Ari Schriber (Utrecht University): Sharīʿa, droit musulman, and Colonial Legality: The Conflict of “Paternity Claim” (istilḥāq) in Colonial-Era Moroccan Courts
Afternoon Talk on Islamic Law
- Datum: 30.11.2023
- Uhrzeit: 16:00
- Ort: Hybrid-Veranstaltung
About the speaker
Ari
Schriber is Marie Skłodowska-Curie Postdoctoral Fellow at Utrecht University.
His research interests lie at the intersection of 20th-century Islamic legal
history and colonial history of the Middle East and North Africa. Schriber is
particularly interested in investigating evolving traditions of Islamic court
practice in colonial and post-colonial Morocco. He is currently preparing a
monograph based on his doctoral thesis, Shari’a
of the Colony: Judgeship, Proof, and Legal Modernity in Morocco, 1912-1965.
Prior to coming to Utrecht, Schriber was Arts and Sciences Postdoctoral Fellow
at the University of Toronto (2021-2023). He completed his PhD (2021) and
Masters (2013) in the Department of Near Eastern Languages and Civilizations at
Harvard University and holds a BA in Middle Eastern Studies and Religious
Studies from the University of Virginiat.
About the topic
How
did colonial legalities impact the determination of paternity and inheritance
in Islamic legal practice? Ari Schriber examines this question through the lens
of shari’a courts in colonial-era Morocco. He will use a paradigmatic
three-decade dispute (1922-1956) to delineate core conflicts between French
colonial claims to Islamic law and regional Islamic legal traditions for
resolving ambiguous paternity. The dispute revolved around the capacity for a
child of an enslaved mother to inherit land from his father. Both colonial
French courts and Moroccan shari’a courts claimed jurisdiction for the case,
each claiming to issue a decision based on Islamic law — with starkly
contradictory rulings. In accounting for this outcome, Ari Schriber focuses on
the concept of “paternity claim” (istilḥāq) in
the Mālikī school of Islamic law that revolves around the social-legal status
of enslaved mothers calling particular attention to the pivotal role of
fact-finding—evidence, proof, and procedure—as a paradigmatic tension between
colonial claims to Islamic law and local traditions of Islamic court practice.

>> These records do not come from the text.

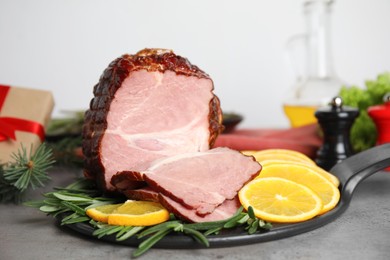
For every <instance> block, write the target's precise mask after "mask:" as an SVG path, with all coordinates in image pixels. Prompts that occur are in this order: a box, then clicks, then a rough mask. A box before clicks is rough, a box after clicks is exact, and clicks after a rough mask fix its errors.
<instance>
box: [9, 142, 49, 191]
mask: <svg viewBox="0 0 390 260" xmlns="http://www.w3.org/2000/svg"><path fill="white" fill-rule="evenodd" d="M31 154H32V146H31V149H30V155H31ZM11 157H12V158H13V160H14V162H13V163H11V164H10V165H9V166H8V167H6V168H5V169H4V179H5V180H6V181H7V182H8V183H9V184H11V185H13V186H15V187H16V188H17V189H18V190H20V192H24V191H25V190H26V189H27V188H30V187H31V188H33V189H35V188H38V187H43V186H44V185H45V184H44V183H45V182H46V181H48V180H49V179H50V177H49V175H48V174H47V170H48V169H49V168H50V167H51V166H52V164H53V163H54V160H53V159H52V152H51V150H50V149H47V147H46V145H45V144H41V145H40V146H39V147H38V149H37V150H36V152H35V153H34V154H32V155H31V156H30V158H29V157H28V155H27V151H26V148H25V147H24V146H23V145H22V146H21V149H20V150H18V153H13V154H12V156H11Z"/></svg>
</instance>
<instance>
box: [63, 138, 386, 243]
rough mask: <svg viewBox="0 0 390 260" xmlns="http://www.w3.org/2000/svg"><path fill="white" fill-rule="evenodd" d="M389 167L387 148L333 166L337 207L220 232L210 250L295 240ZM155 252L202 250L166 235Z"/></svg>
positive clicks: (132, 242)
mask: <svg viewBox="0 0 390 260" xmlns="http://www.w3.org/2000/svg"><path fill="white" fill-rule="evenodd" d="M389 166H390V144H384V145H381V146H377V147H374V148H371V149H369V150H366V151H364V152H361V153H358V154H356V155H354V156H352V157H350V158H348V159H346V160H344V161H343V162H341V163H338V164H336V165H335V166H334V167H333V168H332V169H331V170H330V172H331V173H332V174H334V175H336V176H337V177H338V178H339V180H340V192H341V198H340V202H339V203H338V205H337V206H336V207H335V208H334V209H333V210H331V211H329V212H327V213H326V214H324V215H321V216H317V217H315V218H313V219H311V220H308V221H304V222H301V223H296V224H274V226H273V228H272V229H271V230H269V231H264V232H259V233H256V234H252V235H248V233H247V232H246V231H245V230H244V229H243V228H236V229H227V230H223V232H221V233H220V234H218V235H210V236H208V240H209V243H210V247H211V248H212V247H230V246H239V245H248V244H253V243H260V242H265V241H270V240H276V239H280V238H286V237H290V236H295V235H298V234H301V233H305V232H308V231H311V230H314V229H317V228H319V227H321V226H324V225H326V224H328V223H330V222H332V221H333V220H335V219H336V218H337V217H339V216H340V215H341V214H342V213H343V212H345V210H346V209H347V208H348V206H349V204H350V201H351V199H352V195H353V192H354V190H355V188H356V187H357V186H358V185H359V184H360V183H361V182H362V181H363V180H364V179H365V178H367V177H368V176H370V175H372V174H374V173H376V172H378V171H380V170H382V169H384V168H386V167H389ZM67 227H68V228H70V229H72V230H74V231H75V232H77V233H80V234H83V235H86V236H88V237H91V238H94V239H97V238H96V237H95V236H93V235H92V233H93V231H94V228H93V227H92V226H91V225H89V224H88V223H76V224H71V225H67ZM100 240H104V241H107V242H112V243H117V244H125V245H129V246H138V245H139V243H141V242H142V240H140V239H137V238H136V237H131V238H129V239H127V240H125V241H122V242H118V241H116V240H115V236H114V235H111V236H104V237H102V238H100ZM154 247H156V248H171V249H185V248H199V247H204V246H202V245H201V244H199V243H198V242H196V241H194V240H193V239H192V238H191V237H189V236H185V235H182V234H176V233H173V234H169V235H167V236H165V237H164V238H163V239H162V240H160V241H159V242H158V243H157V244H156V245H155V246H154Z"/></svg>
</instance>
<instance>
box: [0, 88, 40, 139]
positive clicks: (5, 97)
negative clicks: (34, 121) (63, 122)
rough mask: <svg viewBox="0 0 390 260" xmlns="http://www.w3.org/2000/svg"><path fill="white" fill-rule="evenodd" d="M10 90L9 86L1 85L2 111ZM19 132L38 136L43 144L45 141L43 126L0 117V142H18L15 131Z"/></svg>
mask: <svg viewBox="0 0 390 260" xmlns="http://www.w3.org/2000/svg"><path fill="white" fill-rule="evenodd" d="M9 89H10V87H9V86H4V85H0V111H1V108H2V107H3V105H4V101H5V99H6V97H7V94H8V91H9ZM17 130H18V131H24V132H30V133H33V134H36V135H38V136H39V138H40V139H41V142H43V140H44V139H45V130H44V127H43V125H41V124H39V123H37V122H34V121H30V120H25V119H20V118H13V117H2V116H0V142H1V141H5V140H7V139H8V138H11V139H12V140H16V136H15V131H17Z"/></svg>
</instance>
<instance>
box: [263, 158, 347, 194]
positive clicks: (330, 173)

Overall, he seeks to demonstrate the granular yet transformative impact of this
tension in producing a competing version of Islamic law in the colonial and
postcolonial state.
Der Vortrag findet als Hybridveranstaltung statt, sowohl vor Ort im Max-Planck-Institut für ausländisches und internationales Privatrecht, Mittelweg 187, 20148 Hamburg als auch als Videokonferenz über Zoom.